You can see Nong Khai marked on the map below in the top right. Si Bun Ruang is in the bottom middle. Udon Thani in the centre right.
We arrived in Nong Khai well before our book-in time at the Mut Mee so parked in a local temple at a cost of 20 TBH ($0.70), which I hope went to the temple coffers. By the way if you are looking for parking in towns or cities temples will often have car parking available for which they may charge small fee. Can be a good option rather than hunting for a space on the street and I’m sure gets you a couple Buddhist merit points too.
Many Thai towns have these ornamental gateways at the entry and exit points. Nong Khai has a serpent theme. Many of them have large photos of Thai royalty, which by the way are everywhere you go in Thailand.

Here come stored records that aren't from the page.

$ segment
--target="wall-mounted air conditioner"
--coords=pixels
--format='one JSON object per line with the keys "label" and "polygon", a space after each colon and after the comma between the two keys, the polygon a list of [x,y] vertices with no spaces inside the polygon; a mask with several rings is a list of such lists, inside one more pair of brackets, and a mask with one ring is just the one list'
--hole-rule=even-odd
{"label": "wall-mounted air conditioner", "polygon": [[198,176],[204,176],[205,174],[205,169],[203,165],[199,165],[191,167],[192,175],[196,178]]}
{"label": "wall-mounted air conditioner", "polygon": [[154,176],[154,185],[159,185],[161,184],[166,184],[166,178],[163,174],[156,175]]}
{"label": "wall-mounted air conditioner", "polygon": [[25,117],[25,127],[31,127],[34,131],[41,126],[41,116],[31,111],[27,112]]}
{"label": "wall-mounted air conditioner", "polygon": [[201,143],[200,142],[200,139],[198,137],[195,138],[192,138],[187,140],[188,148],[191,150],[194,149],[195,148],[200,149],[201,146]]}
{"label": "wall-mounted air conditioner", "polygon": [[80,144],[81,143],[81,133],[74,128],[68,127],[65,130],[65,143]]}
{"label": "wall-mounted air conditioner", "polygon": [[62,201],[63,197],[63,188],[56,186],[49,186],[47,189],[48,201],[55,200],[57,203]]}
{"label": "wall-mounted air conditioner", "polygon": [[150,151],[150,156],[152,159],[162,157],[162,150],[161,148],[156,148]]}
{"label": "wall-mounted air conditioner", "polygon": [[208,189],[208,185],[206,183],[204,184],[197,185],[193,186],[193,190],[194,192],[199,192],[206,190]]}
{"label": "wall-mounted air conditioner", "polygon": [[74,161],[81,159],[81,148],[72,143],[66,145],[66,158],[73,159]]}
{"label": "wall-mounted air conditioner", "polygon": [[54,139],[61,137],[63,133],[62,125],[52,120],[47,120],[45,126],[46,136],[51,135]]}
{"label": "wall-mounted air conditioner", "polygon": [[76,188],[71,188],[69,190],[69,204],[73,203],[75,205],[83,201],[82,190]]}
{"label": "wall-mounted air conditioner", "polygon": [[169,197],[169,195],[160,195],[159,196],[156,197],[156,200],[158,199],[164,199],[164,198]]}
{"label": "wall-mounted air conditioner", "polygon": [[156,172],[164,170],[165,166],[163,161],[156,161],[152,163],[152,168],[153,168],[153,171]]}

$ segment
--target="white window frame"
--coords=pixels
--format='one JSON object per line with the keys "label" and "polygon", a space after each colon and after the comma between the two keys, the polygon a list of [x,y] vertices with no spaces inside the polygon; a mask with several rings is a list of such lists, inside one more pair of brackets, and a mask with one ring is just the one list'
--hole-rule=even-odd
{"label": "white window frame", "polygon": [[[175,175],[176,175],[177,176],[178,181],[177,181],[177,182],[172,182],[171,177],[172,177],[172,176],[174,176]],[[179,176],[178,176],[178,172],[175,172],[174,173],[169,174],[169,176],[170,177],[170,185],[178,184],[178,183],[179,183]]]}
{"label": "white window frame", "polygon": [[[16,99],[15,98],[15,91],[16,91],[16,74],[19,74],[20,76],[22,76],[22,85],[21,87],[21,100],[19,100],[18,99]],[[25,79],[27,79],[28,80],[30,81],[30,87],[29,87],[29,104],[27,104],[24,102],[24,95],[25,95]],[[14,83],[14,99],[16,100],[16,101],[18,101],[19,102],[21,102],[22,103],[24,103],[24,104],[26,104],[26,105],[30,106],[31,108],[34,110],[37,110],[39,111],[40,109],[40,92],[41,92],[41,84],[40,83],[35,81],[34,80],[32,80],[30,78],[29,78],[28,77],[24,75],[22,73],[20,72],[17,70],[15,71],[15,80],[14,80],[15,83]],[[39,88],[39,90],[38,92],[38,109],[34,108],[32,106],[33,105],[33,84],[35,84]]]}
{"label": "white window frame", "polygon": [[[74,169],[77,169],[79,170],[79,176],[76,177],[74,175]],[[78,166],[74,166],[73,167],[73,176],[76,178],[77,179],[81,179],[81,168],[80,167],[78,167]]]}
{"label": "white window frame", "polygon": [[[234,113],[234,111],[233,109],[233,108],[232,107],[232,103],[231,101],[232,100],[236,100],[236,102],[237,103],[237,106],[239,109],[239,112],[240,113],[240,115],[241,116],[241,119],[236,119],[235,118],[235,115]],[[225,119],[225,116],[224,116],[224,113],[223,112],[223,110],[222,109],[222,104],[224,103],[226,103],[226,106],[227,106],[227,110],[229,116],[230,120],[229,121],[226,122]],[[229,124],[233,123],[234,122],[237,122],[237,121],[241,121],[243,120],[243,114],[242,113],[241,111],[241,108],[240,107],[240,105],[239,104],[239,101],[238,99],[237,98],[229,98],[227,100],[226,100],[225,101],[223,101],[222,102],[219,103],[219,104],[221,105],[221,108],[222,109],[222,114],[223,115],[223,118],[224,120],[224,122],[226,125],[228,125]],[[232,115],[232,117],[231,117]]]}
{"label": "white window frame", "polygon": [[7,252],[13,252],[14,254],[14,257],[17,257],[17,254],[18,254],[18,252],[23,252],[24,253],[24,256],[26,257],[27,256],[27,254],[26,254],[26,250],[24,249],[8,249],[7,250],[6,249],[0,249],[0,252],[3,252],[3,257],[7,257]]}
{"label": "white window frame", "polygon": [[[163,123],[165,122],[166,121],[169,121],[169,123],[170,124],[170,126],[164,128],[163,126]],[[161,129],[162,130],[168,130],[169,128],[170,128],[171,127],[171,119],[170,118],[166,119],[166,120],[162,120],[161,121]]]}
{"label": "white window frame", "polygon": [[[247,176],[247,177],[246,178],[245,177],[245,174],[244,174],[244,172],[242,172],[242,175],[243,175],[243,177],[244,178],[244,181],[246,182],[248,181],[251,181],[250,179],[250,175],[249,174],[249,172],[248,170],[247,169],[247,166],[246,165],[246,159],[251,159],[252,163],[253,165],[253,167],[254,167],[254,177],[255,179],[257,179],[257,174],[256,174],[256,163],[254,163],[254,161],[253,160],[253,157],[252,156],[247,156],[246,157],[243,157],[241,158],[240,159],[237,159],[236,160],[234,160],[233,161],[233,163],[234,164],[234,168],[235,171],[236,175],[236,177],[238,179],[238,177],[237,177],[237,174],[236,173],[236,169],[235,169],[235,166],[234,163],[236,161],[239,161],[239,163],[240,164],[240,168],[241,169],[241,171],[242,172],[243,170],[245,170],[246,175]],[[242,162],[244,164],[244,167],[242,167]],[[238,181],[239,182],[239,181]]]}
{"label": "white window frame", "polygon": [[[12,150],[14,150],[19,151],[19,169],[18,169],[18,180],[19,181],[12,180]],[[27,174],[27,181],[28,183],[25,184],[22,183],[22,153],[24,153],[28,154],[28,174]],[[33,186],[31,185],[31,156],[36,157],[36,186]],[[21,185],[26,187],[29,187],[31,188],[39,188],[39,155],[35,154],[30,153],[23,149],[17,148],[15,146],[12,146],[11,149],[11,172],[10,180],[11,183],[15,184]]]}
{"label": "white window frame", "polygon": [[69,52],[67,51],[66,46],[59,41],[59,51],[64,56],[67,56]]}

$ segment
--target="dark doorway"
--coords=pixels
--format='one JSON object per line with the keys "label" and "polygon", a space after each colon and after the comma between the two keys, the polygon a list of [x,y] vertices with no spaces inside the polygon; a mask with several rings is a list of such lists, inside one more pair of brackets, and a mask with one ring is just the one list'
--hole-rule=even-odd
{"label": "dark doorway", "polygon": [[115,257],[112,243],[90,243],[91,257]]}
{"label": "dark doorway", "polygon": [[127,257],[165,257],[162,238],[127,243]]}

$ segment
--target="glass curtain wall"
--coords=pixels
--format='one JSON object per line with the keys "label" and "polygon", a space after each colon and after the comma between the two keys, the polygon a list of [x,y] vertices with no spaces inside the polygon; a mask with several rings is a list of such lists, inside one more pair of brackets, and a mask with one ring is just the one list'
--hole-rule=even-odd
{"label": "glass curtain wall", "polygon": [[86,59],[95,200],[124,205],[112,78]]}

Traffic lights have a countdown display to tell you how much longer you are to wait on a red or how long the green has to go. There is a general movement forward, especially by the motorcycles who push their way to the front of the line, at about minus 5 on a red stop. The race is on after that.
Nong Khai town itself is like all Thai towns I have seen. Unattractive with not a lot going for them.
Having parked we headed straight to the riverfront to see the Mekong. Not a pretty river I have to say. Very wide at this time of year. In the dry season it can be impossible to navigate as it gets too shallow. The rains bring lots of mud so it is extremely brown and the current is running very fast. Fall in and you’d get a free trip to the South China Sea in no time.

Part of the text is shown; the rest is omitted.